Winthrop actually shivered, so violent was his disgust. If his interlocutor had been anyone but Charley he would have walked out. But he was responsible for too many things: for the partnership, for Charley’s dependence on him, for the very marr
iage to Annie Andros that he had so fatally sponsored. He could not help glancing back to his own wedding night. Not that Rosalie had been the tigress that Charley depicted. On the contrary, she had been silent, compliant, perhaps the least bit passive. But hadn’t there been an implication of something like disappointment in the determined way in which, early the following morning, she had sat down at their hotel drawing room table to write thank-you notes for her wedding presents?
“So what do you propose?” he asked Charley.
“Immediate and final separation.”
“And Miss Kate?”
“She can live with us alternately. Provided, of course, that Annie does not set up house with her paramour.”
“You are determined then to advertise your shame to the world?” Winthrop stood up to give posture to the high stand that he had elected to take. “Do you want people to say that you couldn’t hold your bride?” Seeing Charley bite his lip, he followed up in words from Charley’s customary vocabulary. “Do you want even the debutantes, in their kittenish sessions between the dances, upstairs in their hostess’s bedroom, to whisper with high giggles that you have no balls?”

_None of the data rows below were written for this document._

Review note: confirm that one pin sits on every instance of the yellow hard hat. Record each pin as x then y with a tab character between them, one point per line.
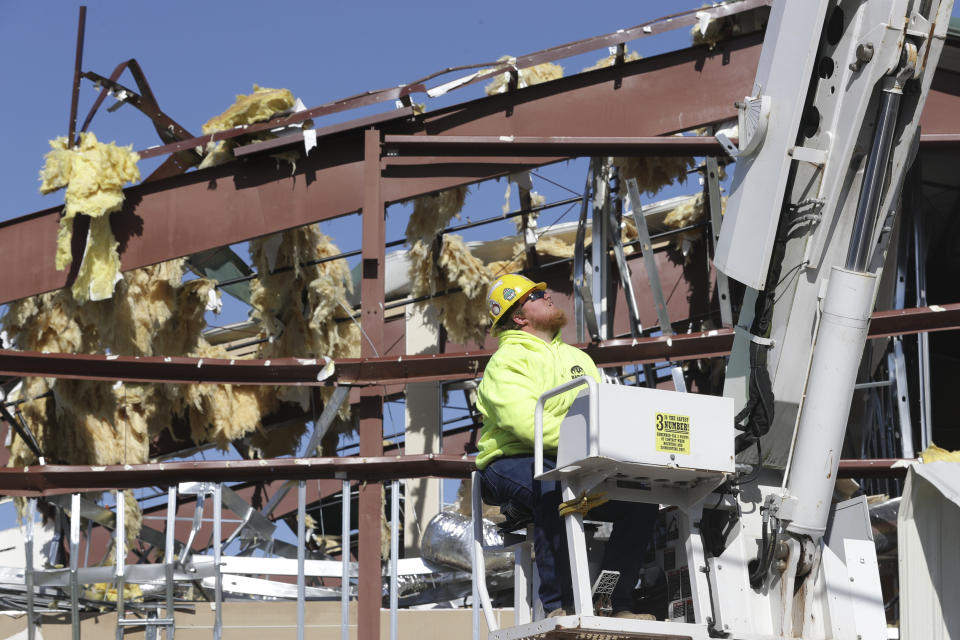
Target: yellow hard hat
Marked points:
505	292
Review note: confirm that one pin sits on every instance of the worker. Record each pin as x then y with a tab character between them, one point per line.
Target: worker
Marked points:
531	359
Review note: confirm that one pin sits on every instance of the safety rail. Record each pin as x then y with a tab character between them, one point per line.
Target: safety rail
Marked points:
205	480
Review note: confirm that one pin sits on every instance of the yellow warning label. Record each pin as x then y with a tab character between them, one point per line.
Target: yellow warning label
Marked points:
673	433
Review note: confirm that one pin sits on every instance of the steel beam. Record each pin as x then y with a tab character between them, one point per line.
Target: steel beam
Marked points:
370	411
186	214
416	368
53	479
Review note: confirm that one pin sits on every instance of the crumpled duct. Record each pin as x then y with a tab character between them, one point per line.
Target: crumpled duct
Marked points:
94	174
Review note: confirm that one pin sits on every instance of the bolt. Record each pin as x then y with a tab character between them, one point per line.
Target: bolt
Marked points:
864	54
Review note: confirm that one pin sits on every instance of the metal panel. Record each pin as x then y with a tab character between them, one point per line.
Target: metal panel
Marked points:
760	180
231	203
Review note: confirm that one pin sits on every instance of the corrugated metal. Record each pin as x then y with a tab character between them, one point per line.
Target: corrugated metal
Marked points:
929	555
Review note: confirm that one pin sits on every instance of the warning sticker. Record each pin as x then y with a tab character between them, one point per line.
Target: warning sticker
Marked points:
673	433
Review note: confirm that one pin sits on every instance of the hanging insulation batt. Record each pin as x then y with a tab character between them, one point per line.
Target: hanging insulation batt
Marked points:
94	174
463	314
259	106
317	327
525	77
610	60
653	173
438	263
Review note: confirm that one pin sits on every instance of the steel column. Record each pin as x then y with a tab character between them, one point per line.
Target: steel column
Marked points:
28	565
394	554
77	64
169	557
218	574
345	559
371	402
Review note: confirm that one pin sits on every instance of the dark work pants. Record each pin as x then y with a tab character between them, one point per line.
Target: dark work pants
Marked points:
511	478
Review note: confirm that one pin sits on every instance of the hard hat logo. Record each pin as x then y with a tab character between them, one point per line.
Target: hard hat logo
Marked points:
506	291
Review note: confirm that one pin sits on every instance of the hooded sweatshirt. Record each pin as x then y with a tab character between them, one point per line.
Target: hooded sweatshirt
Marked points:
523	367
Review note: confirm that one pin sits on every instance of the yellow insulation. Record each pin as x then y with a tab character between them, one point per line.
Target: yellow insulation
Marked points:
610	60
431	213
526	78
463	314
314	327
259	106
94	174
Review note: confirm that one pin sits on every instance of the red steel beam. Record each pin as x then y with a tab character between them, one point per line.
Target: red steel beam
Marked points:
54	479
552	146
415	368
370	411
57	479
231	203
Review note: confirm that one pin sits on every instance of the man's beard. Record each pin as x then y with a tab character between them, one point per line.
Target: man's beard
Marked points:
553	324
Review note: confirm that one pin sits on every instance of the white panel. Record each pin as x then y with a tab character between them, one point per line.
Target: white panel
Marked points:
628	431
929	557
759	183
866	598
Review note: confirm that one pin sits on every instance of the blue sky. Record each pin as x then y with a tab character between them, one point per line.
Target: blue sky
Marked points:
198	55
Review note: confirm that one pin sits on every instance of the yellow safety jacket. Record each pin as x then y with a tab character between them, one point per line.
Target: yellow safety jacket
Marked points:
523	367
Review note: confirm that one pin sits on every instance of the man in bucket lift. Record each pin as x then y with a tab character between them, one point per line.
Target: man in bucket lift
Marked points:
531	359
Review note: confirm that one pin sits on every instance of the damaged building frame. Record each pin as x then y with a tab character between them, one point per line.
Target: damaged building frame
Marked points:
637	278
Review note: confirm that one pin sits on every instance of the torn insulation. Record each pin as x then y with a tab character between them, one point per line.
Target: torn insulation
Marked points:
442	262
319	326
94	174
611	60
259	106
525	77
654	173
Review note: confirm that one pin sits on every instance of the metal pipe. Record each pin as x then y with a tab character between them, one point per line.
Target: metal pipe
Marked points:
301	554
169	556
345	556
394	553
28	565
838	347
871	190
74	552
480	593
218	575
923	339
120	538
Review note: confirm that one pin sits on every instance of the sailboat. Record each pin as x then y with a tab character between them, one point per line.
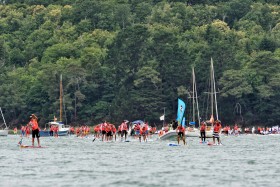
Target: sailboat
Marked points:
192	131
214	106
63	130
5	131
172	134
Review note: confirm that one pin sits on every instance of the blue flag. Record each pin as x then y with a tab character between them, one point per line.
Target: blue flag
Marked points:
181	110
184	122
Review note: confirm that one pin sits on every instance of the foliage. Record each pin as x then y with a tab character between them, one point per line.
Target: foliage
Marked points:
129	59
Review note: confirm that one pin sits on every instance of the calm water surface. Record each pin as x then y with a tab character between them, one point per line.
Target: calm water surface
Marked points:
248	160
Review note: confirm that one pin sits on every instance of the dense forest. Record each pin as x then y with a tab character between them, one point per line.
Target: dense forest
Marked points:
131	59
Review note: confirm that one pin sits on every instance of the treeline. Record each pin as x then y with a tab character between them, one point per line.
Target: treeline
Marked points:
130	59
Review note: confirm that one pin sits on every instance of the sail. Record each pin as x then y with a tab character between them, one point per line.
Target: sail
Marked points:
184	122
181	110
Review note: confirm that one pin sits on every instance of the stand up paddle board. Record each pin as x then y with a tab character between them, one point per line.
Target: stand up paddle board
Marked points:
212	144
30	146
173	144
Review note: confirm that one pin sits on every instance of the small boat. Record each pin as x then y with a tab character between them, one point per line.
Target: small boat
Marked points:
63	130
5	131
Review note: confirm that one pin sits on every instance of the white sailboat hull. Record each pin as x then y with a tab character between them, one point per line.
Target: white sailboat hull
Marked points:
4	132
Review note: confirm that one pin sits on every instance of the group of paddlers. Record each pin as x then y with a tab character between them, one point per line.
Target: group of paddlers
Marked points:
107	131
25	131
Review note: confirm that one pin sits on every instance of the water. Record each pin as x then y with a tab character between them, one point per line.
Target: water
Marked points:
248	160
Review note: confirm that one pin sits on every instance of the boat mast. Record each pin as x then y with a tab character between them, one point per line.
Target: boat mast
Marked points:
60	98
3	118
198	116
214	91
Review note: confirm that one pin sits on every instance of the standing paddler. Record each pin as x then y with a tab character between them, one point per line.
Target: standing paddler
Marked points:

“Oh, shut up, Winty! Don’t be such a bastard. What else can a man do in my situation?”
“Well, he doesn’t have to throw up his marriage and ruin three lives—yours and Annie’s and Miss Kate’s—for what may turn out to be only a flirtation. I’m sorry, Charley. I can’t believe that Annie really cares for a man like Bleecher. I’m sure she has simply lost her head for the moment. Perhaps she is actually ill. If we can only get rid of this oily cad, who knows? Maybe you and Annie will find a new life. You may even discover a deeper congeniality.”
Charley’s impatient toss of his head showed what he thought of this. Winthrop perfectly understood what his cousin was looking forward to: a return to bachelor freedom, a liberation from Annie’s cloyingly female, looped and tasseled interior. Cousin Winthrop must have seemed like a stiff, prissy teacher holding him after class on a summer afternoon when all the other boys had gone fishing. But Winthrop knew that he could still rely on a teacher’s authority.